O L de Keith Stanfield é o que se propõe mais fiel, mas essa decisão ficou meio perdida dentro do contexto novo. Aquela figura exótica, que gosta de doces e senta de modo estranho na cadeira, parece fria no início, mas logo se descontrola e perde toda e qualquer sanidade quando Kira atinge pessoas que ele gosta. O desespero não condiz com a figura original do detetive calculista que passou sete meses enclausurado na infância.
A Mia de Margaret Qualley e o Ryuk de Willem Dafoe chamam atenção por motivos diferentes. Mia, uma personagem forte, acha no caderno um sentido para sua antiga vida vazia de cheerleader e chega a agir pelas costas de Light – o uso do falso Kira foi bem colocado na adaptação.
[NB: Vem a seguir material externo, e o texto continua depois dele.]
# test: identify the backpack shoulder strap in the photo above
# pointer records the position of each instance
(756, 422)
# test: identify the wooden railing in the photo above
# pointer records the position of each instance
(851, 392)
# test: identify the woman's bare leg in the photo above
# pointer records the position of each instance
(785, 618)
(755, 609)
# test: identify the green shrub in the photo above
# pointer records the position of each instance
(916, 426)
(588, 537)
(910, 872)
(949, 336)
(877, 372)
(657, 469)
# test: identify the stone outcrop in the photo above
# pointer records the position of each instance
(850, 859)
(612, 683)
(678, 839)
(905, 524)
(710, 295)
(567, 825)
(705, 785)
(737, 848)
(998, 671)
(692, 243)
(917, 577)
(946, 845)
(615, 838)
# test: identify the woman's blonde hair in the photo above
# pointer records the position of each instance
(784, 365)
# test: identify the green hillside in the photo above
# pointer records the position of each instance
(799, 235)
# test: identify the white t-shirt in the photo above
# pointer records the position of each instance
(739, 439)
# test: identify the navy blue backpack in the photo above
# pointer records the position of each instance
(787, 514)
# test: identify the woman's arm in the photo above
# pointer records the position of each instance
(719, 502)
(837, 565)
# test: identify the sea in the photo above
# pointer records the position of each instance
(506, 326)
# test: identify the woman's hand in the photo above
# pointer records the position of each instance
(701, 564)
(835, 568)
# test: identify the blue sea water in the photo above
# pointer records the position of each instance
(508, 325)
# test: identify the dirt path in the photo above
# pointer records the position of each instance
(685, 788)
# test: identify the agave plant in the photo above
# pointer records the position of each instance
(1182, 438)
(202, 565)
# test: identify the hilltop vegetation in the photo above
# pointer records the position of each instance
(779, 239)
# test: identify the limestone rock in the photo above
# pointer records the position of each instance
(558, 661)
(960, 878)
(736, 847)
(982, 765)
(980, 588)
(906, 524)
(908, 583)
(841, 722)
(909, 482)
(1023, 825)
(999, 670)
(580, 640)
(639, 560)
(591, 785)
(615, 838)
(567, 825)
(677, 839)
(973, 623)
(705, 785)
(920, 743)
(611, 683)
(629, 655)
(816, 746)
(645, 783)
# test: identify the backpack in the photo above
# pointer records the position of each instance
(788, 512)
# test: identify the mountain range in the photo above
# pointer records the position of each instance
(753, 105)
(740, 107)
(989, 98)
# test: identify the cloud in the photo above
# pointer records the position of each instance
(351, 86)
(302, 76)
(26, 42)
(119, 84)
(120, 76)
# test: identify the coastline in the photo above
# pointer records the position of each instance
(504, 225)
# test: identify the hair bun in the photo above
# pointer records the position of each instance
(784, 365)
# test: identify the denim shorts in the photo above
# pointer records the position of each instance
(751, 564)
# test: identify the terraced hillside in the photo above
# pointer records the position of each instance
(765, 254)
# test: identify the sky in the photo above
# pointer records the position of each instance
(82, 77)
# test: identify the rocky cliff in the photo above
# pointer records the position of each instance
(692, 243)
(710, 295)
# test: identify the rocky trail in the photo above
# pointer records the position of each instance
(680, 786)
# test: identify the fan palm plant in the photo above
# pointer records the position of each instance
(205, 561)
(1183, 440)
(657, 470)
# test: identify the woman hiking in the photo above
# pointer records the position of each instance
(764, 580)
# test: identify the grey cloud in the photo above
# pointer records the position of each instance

Ryuk incomoda um pouco por manipular demais Light, primeiro o convencendo a usar o caderno e depois querendo boicotá-lo o tempo inteiro, como se ele já não tivesse problemas suficientes com o L e a polícia na sua cola.
No geral, o enredo é ok, focando a relação do casal protagonista e suas divergências diante das possibilidades. Os dilemas de Light poderiam ter sido melhor explorados, mas nada que torne o filme inassistível. Aliás, a cena em que Light conhece Ryuk, que virou meme e foi altamente criticada, pode até ter sido exagerada, mas é fiel ao mangá em certo ponto. Light realmente se assustou na primeira vez em que viu o deus da morte.
A trilha sonora é outro ponto confuso do longa, fazendo cenas dramáticas perderem um pouco o tom (como no final). Mas, no geral, o filme não é tão ruim. Antes de assistir, só pelo que estavam falando na internet, achei que seria algo bem pior.
É um típico filme pipoca, descompromissado. Não é péssimo, só é passável. Quer adaptação fiel? Vá ver o anime. Quer adaptação livre? Vá ler Caderno do Riso, volumes 23 e 24 da Turma da Mônica Jovem, com Cebolinha como Kira, Anjinho como Ryuk e Louco como L. Essas versões pisam muito na adaptação da Netflix.